Je me rend compte que je ne parle pas beaucoup de ce que je fais en ce moment. Peut-etre parce que c’est d’une répétition métronomique consternante. Dormir, manger, piscine, auchan (la vie. la vraie), dvd, UGC, internet, porno et recommencer. Par contre, question activité cérébrale, ça n’arrete pas, les fusibles sont en surchauffe. Quant au sentimental, garder de la distance par rapport à une histoire qui devient des plus périlleuses devient une activité à part entière. Ca ne me vient meme pas à l’idée d’arreter les choses “à temps”, je sais qu’il faut que j’aille au bout, ça serait vraiment trop con d’arreter en cours de route. J’ai souvent de mauvaises convictions, là je ne pense pas me tromper. J’attend les preuves, les actes, je sais qu’ils vont venir. J’ai passé des mois à me fermer à tout ça, curieusement, rouvrir les vannes ne m’a pas à nouveau transformée en crampon dégoulinant de miel, de sucre et de larmes continuelles. Je canalise. Au lieu de partir dans les sens, je donne à petites gouttes, en arretant de me foutre à poil en deux temps trois mouvements, en arretant de réagir comme une petite fille qui mendie. C’est reposant. Et ça permet de voir l’essentiel au moins.

I love Jean-Jacques

In: Cinoche and dividi - Tuesday 24 October 2006 @ 03:07 - Comments (2)

Il y a des réalisateurs dont j’aime suivre les films parce que je leur fais confiance, parce que leur savoir-faire ou leur univers me plait. Et ceux à qui l’admiration que je porte confine au véritable amour.

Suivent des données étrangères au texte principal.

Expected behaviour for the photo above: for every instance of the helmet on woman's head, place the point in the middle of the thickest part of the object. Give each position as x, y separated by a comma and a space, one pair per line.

Pour plein de gens Jean-Jacques Beineix est un prétentieux, embaumé dans les années 80 qui ne fait que des films carton-pate tape-à-l’oeil. C’est un peu ce que je pensais, pas aussi précisemment bien sur, quand j’ai vu 37°2 le matin à 15 ans et que je ne comprenais rien à ce film, insensible à ce qui se passait au-delà des images. Les choses ne nous parlent jamais de la meme manière selon l’age que nous avons, selon le bagage émotionnel, culturel ou tout simplement le vécu que nous avons. Beineix a tourné très peu finalement, meme pas une dizaine de films et trois documentaires. Ah si, un court-métrage aussi. J’ai redécouvert ses films sur le tard, au compte-gouttes, car la plupart n’étaient pas encore édités en dvd. C’est maintenant chose faite, en plus que des éditions spéciales avec LE bonus indispensable pour ce genre de réalisateurs, le commentaire audio. Jean-Jacques fait partie de ces passionés du cinéma, qui le vivent, l’aiment, l’intellectualisent et sont très communicatifs dans leur entousiasme. Il y a dans tous ses films des images qui me hantent par leur beauté pure, de celle qui frappe directement au coeur, qui me nouent la gorge et me font pleurer en-dedans. Et toujours ou presque accompagnées de musiques intemporelles, parfaitesdont la charge émotionnelle est toujours intense. A l’exception de Mortel transfert qui parait apaisé face à ses autres long-métrages, les films de Beineix sont des fantasmes ou des reves éveillés qui paradoxalement sont ancrés dans la réalité. Des moments de grace, des lambeaux d’émotion pure. Je met quiconque au défi de ne pas ressentir un frisson devant le final éblouissant de Roselyne et les lions… Ou la tendresse de IP5… Ou les images passionelles de 37°2 le matin. Tiens d’ailleurs la dernière fois que je l’ai vu celui-ci, c’était avec nounourz, du coup, il prend une dimension encore plus intemporelle pour moi. Jean-Jacques, je vous pardonne tous vos excès, vos coups de folie, meme le fait que vous tourniez malheureusement aussi peu. C’est pas donné à tout le monde de faire quasiment que des chefs-d’oeuvre de chacun de ses films.

Et maintenant ça existe en version live!

In: Et pendant ce temps-là à Vera Cruz, Ouèbe - Monday 23 October 2006 @ 11:05 - Comments (1)

Punaise, à peine 20 balais et ils arrivent à rendre de pareils hommages… Les fans de François Perusse sont merveilleux.